As we have the privilege of having about six decades of Keynesian economics behind us, we may understand how the system works. Governments will refuse to restructure and will follow the path of least resistance. Governments will issue and issue and issue and issue until investors tell them to stop voting with their feet. Whoever bets on 2010 as the year of the liquidity drain, I think will be disappointed. I include myself in the group of those who thought a few weeks ago, that a slow but steady decrease in liquidity was going to occur. Yes, we will see liquidity programs unwind but we will see other more subtle and indirect ways of credit expansion.
The case of Greece, with private placements sustained under the silent and hidden support of the European Central Bank is only one of the forms liquidity will remain offered. In Venezuela, we just learned that Mr. Chavez likes a more direct and explicit approach, with the announced 50% devaluation of the Bolivar. In Argentina, the federal government had absolutely no shame in requesting reserves from the Central Bank to pay upcoming debt maturities. In the US, the Treasury is getting ready to capitalize its GSEs (government sponsored entities) when these start to suffer from increasing mortgage delinquencies. In Canada, we keep telling ourselves we have the best financial system in the world, when we failed our asset-backed commercial paper investors and still require approx. C$1BN /week in repurchase agreements from the Bank of Canada to subsidize inefficiencies. Furthermore, we are in total denial with respect to the clearly skyrocketing fiscal deficits.

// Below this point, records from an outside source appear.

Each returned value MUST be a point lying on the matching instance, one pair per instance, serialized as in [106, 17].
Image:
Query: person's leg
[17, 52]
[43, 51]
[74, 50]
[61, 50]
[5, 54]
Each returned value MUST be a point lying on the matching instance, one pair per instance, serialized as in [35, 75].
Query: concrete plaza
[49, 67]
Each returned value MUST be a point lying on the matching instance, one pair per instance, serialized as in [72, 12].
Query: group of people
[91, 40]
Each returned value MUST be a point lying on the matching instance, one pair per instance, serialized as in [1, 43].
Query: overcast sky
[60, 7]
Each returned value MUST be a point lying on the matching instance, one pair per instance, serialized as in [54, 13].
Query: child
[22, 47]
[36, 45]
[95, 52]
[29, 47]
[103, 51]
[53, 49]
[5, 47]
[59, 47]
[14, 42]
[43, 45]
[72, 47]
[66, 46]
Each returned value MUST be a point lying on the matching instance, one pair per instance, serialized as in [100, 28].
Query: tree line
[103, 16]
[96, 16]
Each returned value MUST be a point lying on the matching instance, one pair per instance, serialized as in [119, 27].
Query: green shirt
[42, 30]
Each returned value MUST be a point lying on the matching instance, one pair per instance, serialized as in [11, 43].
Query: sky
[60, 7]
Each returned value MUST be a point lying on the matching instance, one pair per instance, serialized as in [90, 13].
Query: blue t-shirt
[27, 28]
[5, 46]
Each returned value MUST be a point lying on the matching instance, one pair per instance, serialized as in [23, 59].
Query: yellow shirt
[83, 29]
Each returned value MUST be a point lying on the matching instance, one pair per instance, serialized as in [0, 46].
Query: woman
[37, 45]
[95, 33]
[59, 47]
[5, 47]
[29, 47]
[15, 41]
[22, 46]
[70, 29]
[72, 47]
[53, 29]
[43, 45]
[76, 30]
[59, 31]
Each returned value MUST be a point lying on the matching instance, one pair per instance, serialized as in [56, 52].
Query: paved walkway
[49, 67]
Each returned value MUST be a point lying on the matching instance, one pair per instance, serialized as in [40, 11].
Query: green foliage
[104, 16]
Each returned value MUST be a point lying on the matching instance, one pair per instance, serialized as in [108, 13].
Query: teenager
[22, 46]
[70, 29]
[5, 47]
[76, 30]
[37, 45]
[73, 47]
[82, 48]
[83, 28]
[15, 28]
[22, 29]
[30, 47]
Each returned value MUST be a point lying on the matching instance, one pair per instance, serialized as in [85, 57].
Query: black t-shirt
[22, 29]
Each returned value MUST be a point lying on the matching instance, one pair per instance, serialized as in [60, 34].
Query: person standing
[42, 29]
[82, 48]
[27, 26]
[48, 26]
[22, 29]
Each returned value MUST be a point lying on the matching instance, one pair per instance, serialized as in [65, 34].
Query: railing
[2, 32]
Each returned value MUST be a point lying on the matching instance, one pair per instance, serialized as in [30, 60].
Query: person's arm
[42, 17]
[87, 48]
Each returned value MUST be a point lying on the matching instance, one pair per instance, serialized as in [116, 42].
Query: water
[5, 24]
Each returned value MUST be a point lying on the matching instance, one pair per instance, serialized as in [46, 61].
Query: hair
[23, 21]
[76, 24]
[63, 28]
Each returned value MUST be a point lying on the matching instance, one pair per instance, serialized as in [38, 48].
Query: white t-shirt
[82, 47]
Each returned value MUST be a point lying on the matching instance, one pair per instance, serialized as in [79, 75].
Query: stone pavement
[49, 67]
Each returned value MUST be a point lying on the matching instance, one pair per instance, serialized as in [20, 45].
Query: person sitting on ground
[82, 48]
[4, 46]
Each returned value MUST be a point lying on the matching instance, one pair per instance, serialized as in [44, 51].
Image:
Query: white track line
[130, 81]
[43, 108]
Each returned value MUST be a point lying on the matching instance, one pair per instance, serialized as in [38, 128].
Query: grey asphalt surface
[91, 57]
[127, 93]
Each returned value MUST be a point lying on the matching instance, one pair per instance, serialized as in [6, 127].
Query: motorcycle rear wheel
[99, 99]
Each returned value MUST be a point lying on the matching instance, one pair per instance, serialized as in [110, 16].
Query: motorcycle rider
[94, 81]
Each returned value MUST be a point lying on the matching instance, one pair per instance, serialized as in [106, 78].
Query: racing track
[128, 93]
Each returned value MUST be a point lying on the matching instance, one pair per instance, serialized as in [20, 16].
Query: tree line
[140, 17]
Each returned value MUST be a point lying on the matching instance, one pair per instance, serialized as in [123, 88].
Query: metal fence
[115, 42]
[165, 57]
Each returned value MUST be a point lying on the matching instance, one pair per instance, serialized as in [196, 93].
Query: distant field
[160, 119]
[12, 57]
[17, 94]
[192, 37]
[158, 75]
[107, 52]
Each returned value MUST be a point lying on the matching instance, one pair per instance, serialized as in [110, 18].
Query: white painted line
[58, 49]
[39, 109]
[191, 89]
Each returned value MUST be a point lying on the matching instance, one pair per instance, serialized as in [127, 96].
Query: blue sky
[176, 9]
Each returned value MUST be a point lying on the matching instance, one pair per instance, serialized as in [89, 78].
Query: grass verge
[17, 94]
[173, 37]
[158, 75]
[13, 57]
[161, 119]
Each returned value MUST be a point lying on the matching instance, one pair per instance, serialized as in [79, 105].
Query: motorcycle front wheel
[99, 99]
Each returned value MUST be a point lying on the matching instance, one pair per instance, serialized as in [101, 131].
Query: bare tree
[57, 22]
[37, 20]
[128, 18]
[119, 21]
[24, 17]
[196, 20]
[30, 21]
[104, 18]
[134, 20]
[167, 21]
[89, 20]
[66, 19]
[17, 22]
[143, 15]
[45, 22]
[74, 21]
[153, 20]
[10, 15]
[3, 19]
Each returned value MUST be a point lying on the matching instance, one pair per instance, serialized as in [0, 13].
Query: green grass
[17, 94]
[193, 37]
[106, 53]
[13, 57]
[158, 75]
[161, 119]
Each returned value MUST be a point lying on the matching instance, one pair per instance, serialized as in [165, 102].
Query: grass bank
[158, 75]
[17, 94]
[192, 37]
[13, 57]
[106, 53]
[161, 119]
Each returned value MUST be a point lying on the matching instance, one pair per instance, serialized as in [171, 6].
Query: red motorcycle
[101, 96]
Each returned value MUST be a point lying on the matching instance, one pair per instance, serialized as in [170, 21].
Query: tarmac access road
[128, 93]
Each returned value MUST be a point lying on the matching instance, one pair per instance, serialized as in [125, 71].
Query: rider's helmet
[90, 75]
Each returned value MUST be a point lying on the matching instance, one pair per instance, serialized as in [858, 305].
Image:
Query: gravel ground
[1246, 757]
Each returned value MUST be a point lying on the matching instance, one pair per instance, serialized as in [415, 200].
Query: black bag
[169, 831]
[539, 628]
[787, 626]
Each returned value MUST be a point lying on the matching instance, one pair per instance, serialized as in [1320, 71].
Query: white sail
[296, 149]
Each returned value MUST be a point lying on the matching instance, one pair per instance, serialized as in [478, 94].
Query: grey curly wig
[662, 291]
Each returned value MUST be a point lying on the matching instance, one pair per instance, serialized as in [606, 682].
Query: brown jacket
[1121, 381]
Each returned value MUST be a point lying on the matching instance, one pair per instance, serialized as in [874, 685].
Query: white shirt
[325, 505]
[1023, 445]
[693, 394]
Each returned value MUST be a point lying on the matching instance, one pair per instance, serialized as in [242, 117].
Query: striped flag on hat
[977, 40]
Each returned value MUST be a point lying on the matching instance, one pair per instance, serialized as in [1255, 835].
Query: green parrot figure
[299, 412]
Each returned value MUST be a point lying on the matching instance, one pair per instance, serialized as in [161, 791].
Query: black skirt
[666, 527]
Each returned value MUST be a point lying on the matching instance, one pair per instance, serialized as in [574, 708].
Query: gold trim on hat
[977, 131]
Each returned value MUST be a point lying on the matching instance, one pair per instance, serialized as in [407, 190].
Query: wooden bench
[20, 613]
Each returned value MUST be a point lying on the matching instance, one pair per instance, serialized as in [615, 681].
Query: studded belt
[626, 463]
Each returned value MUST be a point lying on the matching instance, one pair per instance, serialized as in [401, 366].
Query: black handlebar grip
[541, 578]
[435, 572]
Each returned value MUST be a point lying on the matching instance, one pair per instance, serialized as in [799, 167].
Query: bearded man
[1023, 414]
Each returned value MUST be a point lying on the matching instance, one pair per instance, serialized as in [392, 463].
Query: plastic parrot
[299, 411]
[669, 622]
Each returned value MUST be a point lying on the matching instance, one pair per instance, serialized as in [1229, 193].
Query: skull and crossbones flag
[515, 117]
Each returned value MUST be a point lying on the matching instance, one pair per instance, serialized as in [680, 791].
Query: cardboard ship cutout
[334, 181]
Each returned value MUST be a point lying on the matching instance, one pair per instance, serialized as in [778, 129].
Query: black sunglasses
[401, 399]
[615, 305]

In this global world, it is a mistake to think that problems in the periphery do not affect us in the developed world. Episodes in Dubai, Venezuela or Argentina are only symptoms of a truly global problem. In the meantime, the path of least resistance will be supportive of equity and credit here in North America, of commodities and commodity related currencies and the capital structure trade we mentioned in our January 4th letter will continue to unfold relentlessly. Not necessarily of gold.
I want to stay alert and as liquid as possible. Most analysts tell you that 2010 is no longer a “beta” year and that alpha will be achieved by….well, by chasing alpha strategies. For you and me, this means that to be able to get stellar results, we will have to be picky with our investment choices, looking for solid fundamentals to outperform the market. If my diatribe above is correct, these analysts are delusional and actually never quite understood why things rallied in 2009, in the first place. If I am correct, the risks you will avoid by being long liquid beta assets in 2010 will more than offset whatever alpha you think you may get by abandoning liquidity.